I have processing splitted into few phases:
- Read all lines with HTTP request start line and headers (basically reading all lines as long as I find out empty newline).
- Parsing request to get what's the size of body.
- Get body from stream based on provided length and encoding headers.
- Echo it back as correct HTTP response.
I'm doing something wrong while I'm filling PipeWriter
. At some point it hangs the whole reading from network stream and returns data after exactly 5 seconds (not including parsing time, but that's a matter of few ms).

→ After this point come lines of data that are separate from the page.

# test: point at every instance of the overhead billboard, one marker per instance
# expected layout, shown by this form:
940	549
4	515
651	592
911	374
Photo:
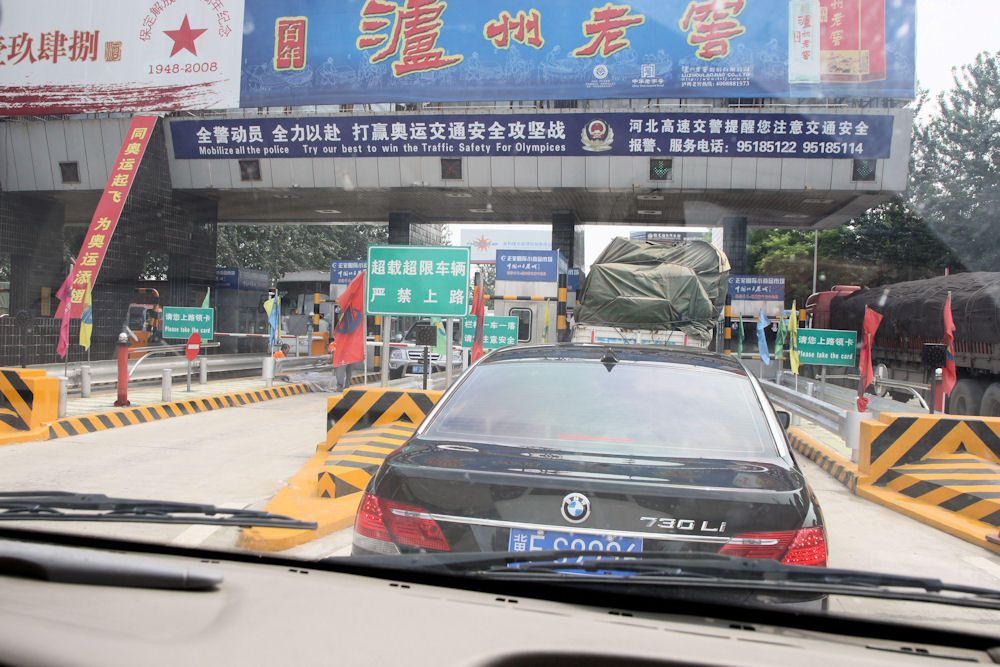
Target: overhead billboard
304	52
119	55
484	241
702	134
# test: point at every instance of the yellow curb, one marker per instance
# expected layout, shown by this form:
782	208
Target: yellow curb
24	436
127	416
967	529
300	499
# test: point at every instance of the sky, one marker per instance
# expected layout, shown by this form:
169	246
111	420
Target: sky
950	33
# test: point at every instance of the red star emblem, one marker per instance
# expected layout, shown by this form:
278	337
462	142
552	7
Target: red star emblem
184	37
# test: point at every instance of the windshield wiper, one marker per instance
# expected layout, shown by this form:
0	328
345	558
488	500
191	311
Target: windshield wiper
68	506
649	569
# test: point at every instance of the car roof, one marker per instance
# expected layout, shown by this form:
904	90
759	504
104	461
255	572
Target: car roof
672	354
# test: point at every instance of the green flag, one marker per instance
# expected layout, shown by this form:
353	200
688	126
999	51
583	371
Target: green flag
442	339
779	341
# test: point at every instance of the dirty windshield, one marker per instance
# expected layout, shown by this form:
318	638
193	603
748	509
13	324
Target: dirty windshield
335	279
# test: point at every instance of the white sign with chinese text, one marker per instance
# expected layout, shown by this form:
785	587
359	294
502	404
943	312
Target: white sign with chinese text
120	55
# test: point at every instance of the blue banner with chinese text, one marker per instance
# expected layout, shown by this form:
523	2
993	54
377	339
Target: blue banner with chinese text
303	52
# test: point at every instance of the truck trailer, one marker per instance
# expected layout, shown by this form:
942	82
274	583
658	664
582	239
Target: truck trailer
912	315
641	293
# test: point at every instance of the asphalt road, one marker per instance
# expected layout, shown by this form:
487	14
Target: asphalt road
239	457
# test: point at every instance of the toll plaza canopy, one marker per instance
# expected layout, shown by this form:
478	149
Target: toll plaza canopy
407	112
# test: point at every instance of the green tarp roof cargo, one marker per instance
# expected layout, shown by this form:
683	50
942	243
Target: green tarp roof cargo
639	285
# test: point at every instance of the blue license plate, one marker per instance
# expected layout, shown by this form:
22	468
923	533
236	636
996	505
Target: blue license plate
526	541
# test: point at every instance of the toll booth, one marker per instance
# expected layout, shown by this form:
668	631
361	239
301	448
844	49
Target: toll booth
527	287
238	302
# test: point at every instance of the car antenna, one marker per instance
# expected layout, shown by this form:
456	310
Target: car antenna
609	359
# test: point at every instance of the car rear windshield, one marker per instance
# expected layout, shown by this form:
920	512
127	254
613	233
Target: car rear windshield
641	409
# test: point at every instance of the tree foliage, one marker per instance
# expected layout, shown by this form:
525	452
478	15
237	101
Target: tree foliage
889	243
955	179
279	249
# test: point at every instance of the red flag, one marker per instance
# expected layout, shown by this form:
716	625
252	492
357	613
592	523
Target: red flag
948	378
63	344
64	310
872	320
350	330
479	310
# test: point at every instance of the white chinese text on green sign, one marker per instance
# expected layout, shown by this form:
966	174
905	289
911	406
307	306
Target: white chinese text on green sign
182	322
498	331
827	347
431	281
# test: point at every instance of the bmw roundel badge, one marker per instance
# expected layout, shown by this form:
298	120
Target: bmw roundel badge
576	507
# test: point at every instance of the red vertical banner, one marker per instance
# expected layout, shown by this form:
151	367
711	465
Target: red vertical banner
109	210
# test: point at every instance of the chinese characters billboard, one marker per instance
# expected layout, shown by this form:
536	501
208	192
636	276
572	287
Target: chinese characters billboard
702	134
417	280
119	55
305	52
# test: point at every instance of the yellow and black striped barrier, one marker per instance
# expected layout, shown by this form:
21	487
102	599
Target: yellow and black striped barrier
943	470
28	400
357	409
354	459
840	468
363	427
102	421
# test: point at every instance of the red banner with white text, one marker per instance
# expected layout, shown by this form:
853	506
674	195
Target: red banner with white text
109	210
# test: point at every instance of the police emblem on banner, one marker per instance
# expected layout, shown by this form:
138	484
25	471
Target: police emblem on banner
597	136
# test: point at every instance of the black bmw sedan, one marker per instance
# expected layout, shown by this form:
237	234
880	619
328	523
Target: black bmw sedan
597	448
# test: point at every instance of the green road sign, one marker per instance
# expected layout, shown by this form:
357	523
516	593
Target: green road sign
498	331
827	347
182	322
431	281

Everything was fine up to the point when I was just reading and parsing all lines from client (headers etc), but It bite me back when I got to the point when I needed to load body and echo it back. That's where the 5s started to appear.
I'm using Stream
because it was easier to do few unit tests by providing MemoryStream
into my class and test it separately from networking stack.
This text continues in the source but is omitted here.